Microsoft has also advised all users to remove external USB storage devices and memory cards before proceeding with the update. A connected USB storage device or memory card may result in the Windows 10 May 2019 Update getting blocked from installing. The same may happen when the presence of some older versions of anti-cheat software that comes bundled with many popular games is detected.
History of Windows 10 Updates
Most older Windows users still remember the Windows XP Service Pack 2 and some of the features included in it. That’s because there were only three major feature updates over the 12 years Windows XP was officially supported by Microsoft.
With Windows 10, Microsoft has embraced a different approach, releasing a larger number of smaller updates, which allows it to better respond to the needs of its customers. So far, there have been 8 major versions of Windows 10, including the most recent one.
- Windows 10 version 1507 (Initial Release): Known simply as the initial version of Windows 10, Windows 10 version 1507 was released on July 29, 2015.
- Windows 10 version 1511 (November Update): On November 2015, Microsoft released the first major update of Windows 10, focusing mostly on improving the performance of Cortana, Microsoft Edge web browser, as well as the operating system itself.

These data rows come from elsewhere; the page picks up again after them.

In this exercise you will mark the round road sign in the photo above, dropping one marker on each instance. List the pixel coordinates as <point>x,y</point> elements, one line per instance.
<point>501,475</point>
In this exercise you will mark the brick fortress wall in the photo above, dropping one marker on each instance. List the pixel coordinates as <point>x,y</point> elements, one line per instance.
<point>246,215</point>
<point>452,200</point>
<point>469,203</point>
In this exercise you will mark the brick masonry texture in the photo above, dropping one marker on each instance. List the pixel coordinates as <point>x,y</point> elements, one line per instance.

- Windows 10 version 1607 (Anniversary Update): The Windows 10 Anniversary Update introduced Windows Ink, a new pen experience on Windows 10 as well as many other features and improvements. The Anniversary Update was released on August 2, 2016.
- Windows 10 version 1703 (Creators Update): On April 11, 2017, Microsoft rolled out the Creators Update, bringing a brand-new Game Mode that prioritizes CPU and GPU resources when gaming.
- Windows 10 version 1709 (Fall Creators Update): Released after the feature-packed Creators Update, on October 17, 2017, the Fall Creators Update further improved Windows 10 as a platform for creatives, bringing mixed reality and 3D to the masses.
- Windows 10 version 1803 (April 2018 Update): Windows 10 April 2018 Update was released on April 30, 2018, and it finally introduced the Timeline feature, which was supposed to debut in Windows 10’s Fall Creators Update.
- Windows 10 version 1809 (October 2018 Update): Arguably the worst Windows 10 update to date, the October 2018 Update was originally made available to public consumers on October 2, 2018, but Microsoft was forced to temporarily halt it because of a serious bug.
- Windows 10 version 1903 (May 2019 Update): The most recent Windows 10 update and the subject of this article, the May 2019 Update is all about making Windows 10 better in every way possible.
Bonus: Windows OS Stats and Facts Infographic
More than 30 years has passed after the first version of Windows was released on November 20, 1985, but Microsoft’s operating system still leads when it comes to desktop and laptop market share. To help you better appreciate Microsoft’s incredible achievement, we’ve created an infographic that shows key stats and facts about Windows operating system.
If everything goes according to plan for Microsoft, the Windows 10 May 2019 Update may be one of the best updates Windows 10 users have received since the initial version of the operating system was released in 2015. The most important takeaway from the long list of new features and changes included in the update is that Microsoft is clearly listening to its customers and doing whatever it can to make Windows 10 a better operating system for everyone.